論文名: Novel combination closure of an artificial ulcer after gastric endoscopic submucosal dissection using double-arm-bar suturing system and anchor prong clip
以下、山本安則先生からのコメントです。
本論文では、早期胃癌などに対する内視鏡的粘膜下層剥離術(ESD)の後に生じる粘膜欠損(人工潰瘍)を閉鎖するための、新しい縫縮法について報告いたしました。

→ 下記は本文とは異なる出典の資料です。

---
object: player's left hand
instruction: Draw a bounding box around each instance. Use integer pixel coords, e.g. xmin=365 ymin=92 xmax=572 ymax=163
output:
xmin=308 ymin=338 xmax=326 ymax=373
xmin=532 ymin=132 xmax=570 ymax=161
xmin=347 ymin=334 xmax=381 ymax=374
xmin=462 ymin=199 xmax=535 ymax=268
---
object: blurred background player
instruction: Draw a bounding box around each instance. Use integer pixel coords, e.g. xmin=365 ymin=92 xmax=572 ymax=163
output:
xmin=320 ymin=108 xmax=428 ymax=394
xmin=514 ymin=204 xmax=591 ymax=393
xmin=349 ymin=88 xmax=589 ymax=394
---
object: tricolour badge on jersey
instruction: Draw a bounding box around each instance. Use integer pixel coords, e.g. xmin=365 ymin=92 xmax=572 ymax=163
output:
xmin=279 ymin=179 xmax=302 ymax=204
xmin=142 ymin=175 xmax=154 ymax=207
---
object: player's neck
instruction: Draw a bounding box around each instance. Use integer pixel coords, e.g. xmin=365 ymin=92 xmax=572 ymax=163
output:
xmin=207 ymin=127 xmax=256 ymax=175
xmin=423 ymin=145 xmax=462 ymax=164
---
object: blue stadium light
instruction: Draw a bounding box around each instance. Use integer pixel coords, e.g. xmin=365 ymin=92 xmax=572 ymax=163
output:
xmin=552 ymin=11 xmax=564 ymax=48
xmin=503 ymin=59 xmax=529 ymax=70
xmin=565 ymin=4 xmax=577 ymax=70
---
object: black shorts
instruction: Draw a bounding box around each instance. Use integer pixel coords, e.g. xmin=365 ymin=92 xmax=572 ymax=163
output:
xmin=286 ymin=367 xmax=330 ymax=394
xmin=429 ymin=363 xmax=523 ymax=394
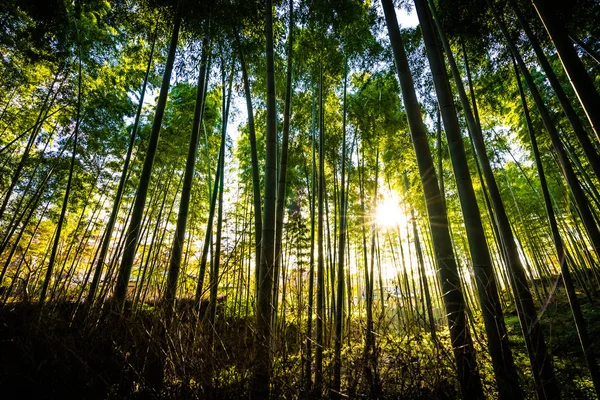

ESDは低侵襲な治療法ですが、術後の出血、特に抗血栓療法を行っている患者さんにおける遅発性出血が課題の一つです。術後の潰瘍を縫合閉鎖することで出血リスクの低減が期待できますが、胃壁は厚いため、内視鏡を用いた縫合は容易ではありませんでした。
そこで私たちは、既存の縫合デバイスである「ダブルアームバー縫合システム(Zeosuture M, Zeon Medical Co., Tokyo, Japan)」と、強力な把持力を持つ新しいクリップである「アンカープロングクリップ(MANTIS Clip; Boston Scientific, Marlborough, Massachusetts, USA)」を組み合わせる方法を考案しました。この併用により、精密な縫合と粘膜下の死腔を最小限に抑えた縫合閉鎖ができるのではないかと考え、その有効性を報告しました。
実際に、抗血小板薬を2剤服用中の患者さんにご協力いただき本手技を行った結果、良好な潰瘍閉鎖が得られ、術後の出血といった合併症も認められませんでした。この結果から、本併用閉鎖法は、胃ESD後の偶発症を予防し、特に高リスク患者さんの入院期間の短縮や後出血の抑制に有用である可能性が示唆されました。
現在、本手技の有効性と安全性をさらに検証するため、多施設共同での臨床試験(RCT)も開始しており症例を集積中です。より多くのデータに基づき、本法の確立を目指して参ります。
本研究の遂行にあたり、愛媛労災病院勤務中にご尽力いただきました岡田正也先生、神田 正敏先生、ご指導を賜りました森宏仁先生、日浅陽一教授に心より深謝申し上げます。また、日頃よりサポートいただいている消化管グループの先生方に厚く御礼申し上げます。
今後ともご指導のほど何卒よろしくお願い申し上げます。